Diese Reise im Wohnwagen mit der ganzen Familie bietet eben gerade keinen Rückzugsraum. Dafür bietet sie sehr viel mehr Zeit, um sich mit den Konflikten wirklich zu befassen. Damit bieten sich mehr Gesprächsmöglichkeiten und natürlich auch mehr Gelegenheiten, die eigene Rolle zu reflektieren. Was hat das alles mit mir zu tun? Eine wahnsinnig elementare Frage beim Umgang mit Konflikten.
Insofern versuche ich, diese Situationen als wertvolles Trainingsgelände zu betrachten. Schließlich trainiert es uns alle in einer Fähigkeit, die wir nur bedingt ausgebildet haben: Konfliktfähigkeit und Streitkultur.
Ich versuche oft, Konflikten aus dem Weg zu gehen oder über alles zu reden. Petra möchte am liebsten Harmonie und schluckt im Zweifel (zu) vieles runter, um des lieben Friedens willen. Lenni lässt dann oft die Mauer runter, wird sarkastisch oder flüchtet wortlos. Dem voraus gehen oft Vorwürfe an “die/den anderen” - Selbsteinsicht Fehlanzeige. Manchmal kippt es allerdings auch ins Gegenteil und er macht sich fertig. Wäre ja kein Wunder, wenn der Mechanismus innerer Abwertung und Unsicherheit sich auf der Oberfläche erstmal gegen die anderen richtet. Psychologischer Schutz, halt. Und der Jüngste knickt im Konfliktfall eher ein. Dann macht er sich vor allen selber fertig. “Ich bin Schuld” - eine Selbstabwertungsspirale, die er hoffentlich später erkennen und stoppen kann. Aber es kann auch zu echter Wut und heftiger Reaktion führen - bislang allerdings nur gegenüber seinem Bruder so gesehen.
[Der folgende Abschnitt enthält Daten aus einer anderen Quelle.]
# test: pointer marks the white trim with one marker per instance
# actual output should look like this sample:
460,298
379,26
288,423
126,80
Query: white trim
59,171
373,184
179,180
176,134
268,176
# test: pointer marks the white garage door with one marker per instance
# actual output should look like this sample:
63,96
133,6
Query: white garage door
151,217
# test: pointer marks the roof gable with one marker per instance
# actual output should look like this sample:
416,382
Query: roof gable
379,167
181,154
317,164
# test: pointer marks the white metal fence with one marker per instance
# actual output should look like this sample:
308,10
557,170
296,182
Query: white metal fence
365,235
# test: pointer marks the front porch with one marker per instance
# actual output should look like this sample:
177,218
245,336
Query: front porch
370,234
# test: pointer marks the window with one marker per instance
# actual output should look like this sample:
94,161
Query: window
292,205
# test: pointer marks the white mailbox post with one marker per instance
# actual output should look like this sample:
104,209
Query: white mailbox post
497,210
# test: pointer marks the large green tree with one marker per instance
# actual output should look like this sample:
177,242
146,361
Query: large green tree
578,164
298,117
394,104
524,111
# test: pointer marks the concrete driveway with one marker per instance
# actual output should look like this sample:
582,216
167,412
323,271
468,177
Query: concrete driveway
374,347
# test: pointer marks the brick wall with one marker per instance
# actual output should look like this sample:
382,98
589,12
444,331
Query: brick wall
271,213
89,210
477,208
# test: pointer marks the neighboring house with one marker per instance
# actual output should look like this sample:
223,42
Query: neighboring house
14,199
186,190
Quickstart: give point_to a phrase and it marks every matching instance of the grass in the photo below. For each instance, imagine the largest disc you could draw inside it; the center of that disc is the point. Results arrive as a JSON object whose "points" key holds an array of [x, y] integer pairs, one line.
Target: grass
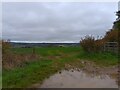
{"points": [[53, 59]]}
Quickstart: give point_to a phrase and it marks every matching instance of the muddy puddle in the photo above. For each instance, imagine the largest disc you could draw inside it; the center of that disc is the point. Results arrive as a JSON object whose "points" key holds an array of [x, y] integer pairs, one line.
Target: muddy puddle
{"points": [[78, 79]]}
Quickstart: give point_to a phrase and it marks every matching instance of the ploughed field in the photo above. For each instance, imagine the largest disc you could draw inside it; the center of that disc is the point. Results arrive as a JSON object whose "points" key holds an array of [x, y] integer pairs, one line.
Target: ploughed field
{"points": [[35, 65]]}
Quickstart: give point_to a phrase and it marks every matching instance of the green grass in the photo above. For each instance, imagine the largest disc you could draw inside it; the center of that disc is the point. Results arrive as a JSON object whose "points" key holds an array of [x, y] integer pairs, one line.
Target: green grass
{"points": [[36, 71]]}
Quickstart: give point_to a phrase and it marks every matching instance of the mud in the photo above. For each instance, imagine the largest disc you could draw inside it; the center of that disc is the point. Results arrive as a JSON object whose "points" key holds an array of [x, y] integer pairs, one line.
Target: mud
{"points": [[79, 79]]}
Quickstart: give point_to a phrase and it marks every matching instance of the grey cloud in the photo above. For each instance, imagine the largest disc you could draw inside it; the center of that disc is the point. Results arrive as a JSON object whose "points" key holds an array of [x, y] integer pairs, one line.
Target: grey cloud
{"points": [[56, 22]]}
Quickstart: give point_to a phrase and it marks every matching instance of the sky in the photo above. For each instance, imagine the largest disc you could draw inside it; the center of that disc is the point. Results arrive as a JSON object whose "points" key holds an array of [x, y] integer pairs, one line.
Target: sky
{"points": [[56, 21]]}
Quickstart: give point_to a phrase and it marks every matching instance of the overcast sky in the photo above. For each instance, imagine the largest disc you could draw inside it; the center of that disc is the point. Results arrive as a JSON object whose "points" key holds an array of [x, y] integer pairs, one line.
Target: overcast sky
{"points": [[56, 22]]}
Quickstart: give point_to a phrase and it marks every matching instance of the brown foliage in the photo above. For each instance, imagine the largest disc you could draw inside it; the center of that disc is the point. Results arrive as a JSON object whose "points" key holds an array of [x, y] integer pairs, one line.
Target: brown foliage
{"points": [[89, 44], [11, 60]]}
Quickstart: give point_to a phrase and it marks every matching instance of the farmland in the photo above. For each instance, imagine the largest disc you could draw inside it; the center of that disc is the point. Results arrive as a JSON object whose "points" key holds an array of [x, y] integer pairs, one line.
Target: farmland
{"points": [[50, 60]]}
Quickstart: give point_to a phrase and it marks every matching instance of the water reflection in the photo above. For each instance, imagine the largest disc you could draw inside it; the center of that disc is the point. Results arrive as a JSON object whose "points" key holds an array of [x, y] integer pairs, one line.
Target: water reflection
{"points": [[78, 79]]}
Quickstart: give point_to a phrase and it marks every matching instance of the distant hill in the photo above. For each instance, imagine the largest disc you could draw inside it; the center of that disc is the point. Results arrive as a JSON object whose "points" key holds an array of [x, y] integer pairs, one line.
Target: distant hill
{"points": [[25, 45]]}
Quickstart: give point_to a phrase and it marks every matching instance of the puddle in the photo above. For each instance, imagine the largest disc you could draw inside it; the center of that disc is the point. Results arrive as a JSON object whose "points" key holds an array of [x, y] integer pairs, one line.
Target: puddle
{"points": [[78, 79]]}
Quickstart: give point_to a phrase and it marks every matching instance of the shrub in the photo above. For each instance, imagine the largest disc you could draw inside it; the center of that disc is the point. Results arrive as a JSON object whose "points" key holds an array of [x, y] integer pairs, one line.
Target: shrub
{"points": [[89, 44]]}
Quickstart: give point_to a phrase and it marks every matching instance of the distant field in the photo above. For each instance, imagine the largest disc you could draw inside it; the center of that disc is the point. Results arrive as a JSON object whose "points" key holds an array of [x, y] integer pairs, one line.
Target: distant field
{"points": [[52, 60]]}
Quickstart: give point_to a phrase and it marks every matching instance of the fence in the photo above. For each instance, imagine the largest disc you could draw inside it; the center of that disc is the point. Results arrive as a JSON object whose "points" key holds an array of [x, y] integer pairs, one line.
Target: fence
{"points": [[111, 47]]}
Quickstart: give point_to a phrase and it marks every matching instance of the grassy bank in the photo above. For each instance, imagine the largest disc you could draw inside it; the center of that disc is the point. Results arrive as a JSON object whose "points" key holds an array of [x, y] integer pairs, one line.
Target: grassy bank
{"points": [[52, 60]]}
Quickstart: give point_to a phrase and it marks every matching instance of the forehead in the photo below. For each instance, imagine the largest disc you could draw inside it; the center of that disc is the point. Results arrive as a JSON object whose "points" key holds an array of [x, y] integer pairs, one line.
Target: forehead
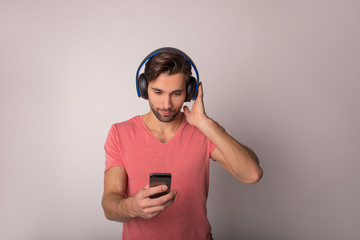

Wir alle können also - gerade weil wir uns nicht aus dem Weg gehen können - ganz viel über das miteinander Streiten lernen. Genau da liegt eines der größten Potenziale dieser Auszeit für uns. Denn machen wir uns nichts vor: wie groß sind die Chancen, unseren Umgang mit Konflikten unter Normalbedingungen zuhause nachhaltig zu verbessern? Mitten im Alltagsstress, der Arbeit, der Schule und den ungeplanten Herausforderungen des Lebens? Wenn wir hier nicht neue Wege ausprobieren und bewusst die Konflikte als Chancen sehen, wann dann?
Insofern kann ich jetzt schon Momente für uns verbuchen, auf denen wir besser und konstruktiver miteinander umgegangen sind. Ich bin davon überzeugt, dass wir uns alle vermutlich das wertvollste Reisegeschenk machen können, wenn wir alle versuchen einen Tick besser zu streiten als bislang. Wenn wir das schaffen, dann werden wir nicht nur in der in Zukunft anstehenden Pubertät davon profitieren, sondern lebenslang. Insofern ist es gut, keinen Rückzugsraum zu haben. Es verlangt uns allen einiges ab, aber die Chance ist es absolut wert.
Ende offen.
Viviane ÖZKILINC
Da bin ich gespannt!
Ich würde das gerne in der „echten“ Pubertät nochmal mit Dir reflektieren ✌🏼✌🏼.
Die „Vorpubertät“ ist schon eine echte Herausforderung..... 😆
Robert
Ingo, toll reflektiert.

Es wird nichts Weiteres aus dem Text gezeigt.